Mona Hanna-Attisha, a pediatrician who helped expose lead poisoning in Flint, Mich., and who addressed a rally before the march, called the protest the beginning of a movement to ensure that governments do not dismiss or deny science.
“If we want to prevent future Flints, we need to embrace what we’ve learned and how far we’ve come in terms of science and technology,” Dr. Hanna-Attisha said in an interview…
Its organizers were motivated by Mr. Trump, who as a presidential candidate disparaged climate change as a hoax and cast suspicions on the safety of vaccines.

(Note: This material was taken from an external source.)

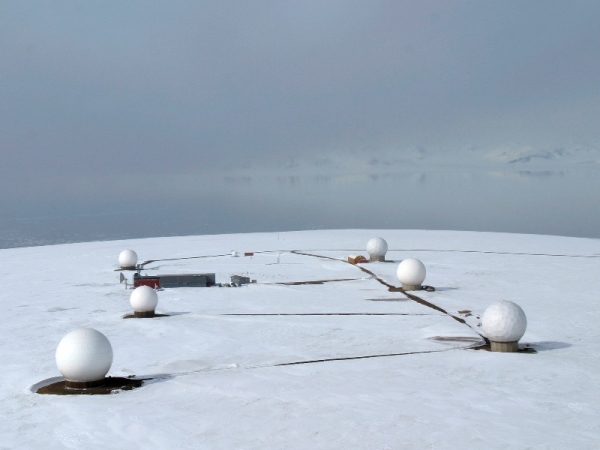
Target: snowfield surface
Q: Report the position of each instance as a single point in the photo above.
(220, 362)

Their resolve deepened, they said, when the president appointed cabinet members who seemed hostile to the sciences. He also proposed a budget with severe cuts for agencies like the National Institutes of Health — which would lose 18 percent of its funding in his blueprint — and the Environmental Protection Agency, which faces a 31 percent budget cut and the elimination of a quarter of the agency’s 15,000 employees.
Bill Nye spoke at one rally in Washington, D.C.:
“Without scientifically literate citizens, the United States — any country, in fact — cannot compete on the world stage,” Bill Nye the Science Guy told a cheering crowd at the March for Science in Washington, D.C., on Saturday. “Yet today we have a great many lawmakers — not just here, but around the world — deliberately ignoring and actively suppressing science. Their inclination is misguided, and in no one’s best interest.”
Nye touted the ways scientific discoveries have improved global quality of life, arguing that science is not merely “purview of a different, or special, type of citizen.” “Our numbers here today show the world that science is for all,” he said, and government must come to recognize that “science serves every one of us.”
I am happy to see them protesting, but it sure is pathetic that it is necessary to protest in support of science. The importance of science should be accepted by anyone elected to the presidency in the 21st century.